CxUs are small, structured packets of knowledge: one clear claim, its supporting context, and helpful metadata (tags, links, version). When you assemble a prompt from sets of CxUs, you’re not dumping raw text into the model—you’re feeding clean, well‑labeled context. That pre‑aligns attention, reduces guesswork, and moves correctness onto the critical path instead of hoping the model infers relationships from noise. It's a way to hard wire truths into the inference process that has the side benefit of making that inference less computationally intense for the LLM.
What Changes When You Precondition
- Clarity: One claim per CxU raises knowledge density and cuts filler.
- Control: You choose the exact set of units relevant to the task.
- Traceability: Each CxU is immutable and referenceable, so you can audit results.
- Consistency: The same CxU set can be reused across prompts and projects (a set of "mandatory CxUs can enforce guardrails")
- Comparability: The same CxUs can be applied across different LLMs, which is helpful for quality measures and for model evaluations.
The idea of "pre-processing" data is not new, so are we just rebranding old solutions? Not quite, LLMs are different animals when comapred to traditional data analysis. Because we can easily throw both structured and unstructured data at them and generally get good results we have a tendency to just pile on more data. Using CxUs as pre-conditioners help us address the garbage in/garbage out issue - I believe this shift is critical: it addresses prompt bloat, prompt injections, improves repeatability, and restores trust.
How It Works (In Plain Terms)
We've coverd this in other posts, but just to recap the basic CxU process is:
- Authoring: Distill sources into atomic CxUs (one claim, short support, metadata, version control).
- Selection: Pull only the CxUs that matter for the question at hand.
- Packing: Insert the claims (and, if needed, IDs or short support) into the prompt.
- Auditing: Save the set of
cxu_ids used so you can prove where the answer came from.
Under the hood, the transformer still does its job—tokenizing, attending, and generating. But because you preconditioned the input with CxUs, the model starts with clearer relationships and fewer distractions. Less effort goes into “figuring out what relates to what,” and more into reasoning with what you’ve already said is important.
What CxUs Are Not
- They’re not model‑specific tokens.

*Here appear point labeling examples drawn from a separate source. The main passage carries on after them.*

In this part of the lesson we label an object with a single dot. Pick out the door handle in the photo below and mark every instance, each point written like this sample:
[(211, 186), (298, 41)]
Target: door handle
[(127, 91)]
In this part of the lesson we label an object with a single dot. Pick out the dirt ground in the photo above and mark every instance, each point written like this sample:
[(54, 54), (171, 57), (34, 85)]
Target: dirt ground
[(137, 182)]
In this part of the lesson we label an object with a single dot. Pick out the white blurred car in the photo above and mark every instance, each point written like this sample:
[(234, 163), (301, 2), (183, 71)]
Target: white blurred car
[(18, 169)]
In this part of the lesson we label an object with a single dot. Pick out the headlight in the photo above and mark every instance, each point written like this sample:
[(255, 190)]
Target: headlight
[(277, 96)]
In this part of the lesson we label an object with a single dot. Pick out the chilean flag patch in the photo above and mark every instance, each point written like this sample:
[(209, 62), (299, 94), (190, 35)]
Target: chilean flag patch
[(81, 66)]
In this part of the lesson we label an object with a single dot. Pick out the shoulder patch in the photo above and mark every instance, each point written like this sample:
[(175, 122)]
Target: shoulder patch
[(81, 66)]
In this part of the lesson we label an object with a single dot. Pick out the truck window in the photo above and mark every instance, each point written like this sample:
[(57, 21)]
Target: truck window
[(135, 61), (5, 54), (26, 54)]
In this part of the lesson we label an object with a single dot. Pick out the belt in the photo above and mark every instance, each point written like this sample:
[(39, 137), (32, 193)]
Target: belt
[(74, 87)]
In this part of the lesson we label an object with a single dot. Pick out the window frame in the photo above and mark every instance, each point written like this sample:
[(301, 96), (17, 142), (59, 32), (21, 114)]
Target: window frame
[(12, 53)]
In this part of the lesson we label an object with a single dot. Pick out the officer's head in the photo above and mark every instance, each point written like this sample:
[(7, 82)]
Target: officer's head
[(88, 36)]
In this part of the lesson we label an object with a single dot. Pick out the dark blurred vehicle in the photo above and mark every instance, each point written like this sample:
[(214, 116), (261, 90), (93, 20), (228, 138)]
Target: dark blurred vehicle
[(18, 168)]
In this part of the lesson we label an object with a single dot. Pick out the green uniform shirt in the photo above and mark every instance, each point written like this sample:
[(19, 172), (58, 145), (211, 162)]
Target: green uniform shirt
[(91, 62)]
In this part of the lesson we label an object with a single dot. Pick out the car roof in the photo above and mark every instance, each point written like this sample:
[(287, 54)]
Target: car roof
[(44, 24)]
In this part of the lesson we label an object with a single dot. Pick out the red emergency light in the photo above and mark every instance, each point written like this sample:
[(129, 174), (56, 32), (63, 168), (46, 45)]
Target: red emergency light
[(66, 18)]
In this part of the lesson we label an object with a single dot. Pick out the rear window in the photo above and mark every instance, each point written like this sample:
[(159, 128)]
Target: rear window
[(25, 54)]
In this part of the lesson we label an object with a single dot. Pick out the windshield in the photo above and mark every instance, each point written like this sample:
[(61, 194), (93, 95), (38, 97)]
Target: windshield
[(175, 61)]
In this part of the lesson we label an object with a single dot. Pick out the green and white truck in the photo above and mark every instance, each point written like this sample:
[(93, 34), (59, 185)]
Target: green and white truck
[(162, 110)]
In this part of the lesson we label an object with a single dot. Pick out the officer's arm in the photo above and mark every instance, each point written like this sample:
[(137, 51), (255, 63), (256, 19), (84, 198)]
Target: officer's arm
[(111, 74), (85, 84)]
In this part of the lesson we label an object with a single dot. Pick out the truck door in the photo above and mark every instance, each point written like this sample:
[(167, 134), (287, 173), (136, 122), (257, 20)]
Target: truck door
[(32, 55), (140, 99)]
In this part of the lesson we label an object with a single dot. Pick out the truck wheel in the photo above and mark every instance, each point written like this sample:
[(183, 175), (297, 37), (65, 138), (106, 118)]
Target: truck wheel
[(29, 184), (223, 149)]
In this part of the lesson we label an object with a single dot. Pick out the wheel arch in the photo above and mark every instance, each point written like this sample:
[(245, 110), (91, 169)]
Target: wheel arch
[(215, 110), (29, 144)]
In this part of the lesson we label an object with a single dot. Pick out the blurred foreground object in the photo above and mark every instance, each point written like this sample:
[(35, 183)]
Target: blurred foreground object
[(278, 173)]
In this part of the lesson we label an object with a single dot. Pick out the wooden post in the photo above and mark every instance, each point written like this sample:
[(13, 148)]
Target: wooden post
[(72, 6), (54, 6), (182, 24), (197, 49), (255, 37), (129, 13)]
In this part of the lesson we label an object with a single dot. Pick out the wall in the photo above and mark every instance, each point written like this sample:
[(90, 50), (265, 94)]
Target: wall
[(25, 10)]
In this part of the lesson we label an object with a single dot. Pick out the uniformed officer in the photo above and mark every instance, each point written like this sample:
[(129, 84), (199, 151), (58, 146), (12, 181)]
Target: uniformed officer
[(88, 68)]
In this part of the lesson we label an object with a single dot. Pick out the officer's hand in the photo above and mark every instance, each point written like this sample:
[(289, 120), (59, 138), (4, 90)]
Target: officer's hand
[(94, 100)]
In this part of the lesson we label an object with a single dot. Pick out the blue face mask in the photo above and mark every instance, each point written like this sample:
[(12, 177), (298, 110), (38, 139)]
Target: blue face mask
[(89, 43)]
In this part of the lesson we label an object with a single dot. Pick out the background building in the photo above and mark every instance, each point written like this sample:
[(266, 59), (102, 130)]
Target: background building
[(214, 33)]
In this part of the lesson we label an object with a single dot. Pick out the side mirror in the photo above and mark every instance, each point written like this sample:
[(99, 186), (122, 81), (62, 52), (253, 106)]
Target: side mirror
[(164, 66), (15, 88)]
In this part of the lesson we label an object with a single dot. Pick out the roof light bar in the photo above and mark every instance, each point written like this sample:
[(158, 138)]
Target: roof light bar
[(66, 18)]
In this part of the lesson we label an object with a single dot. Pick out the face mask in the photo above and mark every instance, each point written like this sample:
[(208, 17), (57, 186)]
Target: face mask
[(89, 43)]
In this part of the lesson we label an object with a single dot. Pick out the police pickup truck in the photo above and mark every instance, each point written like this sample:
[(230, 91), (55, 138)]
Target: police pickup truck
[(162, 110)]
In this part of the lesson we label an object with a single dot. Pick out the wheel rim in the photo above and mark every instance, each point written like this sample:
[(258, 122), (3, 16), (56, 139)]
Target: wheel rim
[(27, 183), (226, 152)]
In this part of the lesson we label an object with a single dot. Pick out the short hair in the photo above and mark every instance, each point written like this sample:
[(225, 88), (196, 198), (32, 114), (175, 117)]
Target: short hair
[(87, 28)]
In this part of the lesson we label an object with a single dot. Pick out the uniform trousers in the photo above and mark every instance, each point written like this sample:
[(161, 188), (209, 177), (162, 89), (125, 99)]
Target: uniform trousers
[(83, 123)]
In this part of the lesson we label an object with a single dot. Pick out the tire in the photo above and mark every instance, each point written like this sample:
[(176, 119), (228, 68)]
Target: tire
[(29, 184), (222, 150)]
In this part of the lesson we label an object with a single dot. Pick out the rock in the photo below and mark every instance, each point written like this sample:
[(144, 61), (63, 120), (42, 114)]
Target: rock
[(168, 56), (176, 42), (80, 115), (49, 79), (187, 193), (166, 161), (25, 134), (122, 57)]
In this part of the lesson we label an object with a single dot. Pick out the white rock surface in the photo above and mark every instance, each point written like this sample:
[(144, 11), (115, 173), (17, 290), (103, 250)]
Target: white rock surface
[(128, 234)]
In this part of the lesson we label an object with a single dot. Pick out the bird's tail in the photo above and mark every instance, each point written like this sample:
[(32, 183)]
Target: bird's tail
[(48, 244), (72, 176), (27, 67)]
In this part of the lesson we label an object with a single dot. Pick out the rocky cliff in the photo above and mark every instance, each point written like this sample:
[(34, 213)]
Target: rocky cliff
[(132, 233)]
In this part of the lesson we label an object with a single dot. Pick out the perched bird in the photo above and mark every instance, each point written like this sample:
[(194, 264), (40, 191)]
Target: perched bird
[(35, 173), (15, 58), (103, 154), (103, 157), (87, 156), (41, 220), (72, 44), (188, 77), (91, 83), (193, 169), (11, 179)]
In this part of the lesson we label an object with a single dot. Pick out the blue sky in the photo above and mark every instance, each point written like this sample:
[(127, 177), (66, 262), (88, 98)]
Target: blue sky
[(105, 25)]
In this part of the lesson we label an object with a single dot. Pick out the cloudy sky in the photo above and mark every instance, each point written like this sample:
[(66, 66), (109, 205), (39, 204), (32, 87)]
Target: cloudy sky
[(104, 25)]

Every model has its own tokenizer; you should still pass text, not precomputed token IDs.
- They’re not magic. CxUs don’t remove the need for good prompts; they make good prompts dependable and reproducible.
- They’re not brittle. Because CxUs carry versions and links, your knowledge can evolve without losing history.
Why This Scales
From enterprise policies to product specs, teams can author once and reuse everywhere. CxUs travel well: they’re immutable, content‑addressable, and easy to compose into sets. If you’re using a context engine like Pyrana, you can even save sets with proofs (Merkle roots) and fetch only the fields you need (just claim for ultra‑lean prompts).
Takeaways
- Precondition with CxUs to raise signal and cut prompt size.
- One claim per unit keeps attention focused and reasoning clean.
- Versioned, linkable units make answers auditable and teams aligned.
- Shared CxU sets let you compare LLMs fairly, apples‑to‑apples.
In my experience, this is the simplest way to get better results without throwing more context (and money) at the problem.
What This Means for You
If your prompts keep growing but clarity doesn’t, try this: pick a single workflow, extract 8–12 CxUs, and run them through two different LLMs. Did quality go up? Did answers get easier to trust? There’s your signal.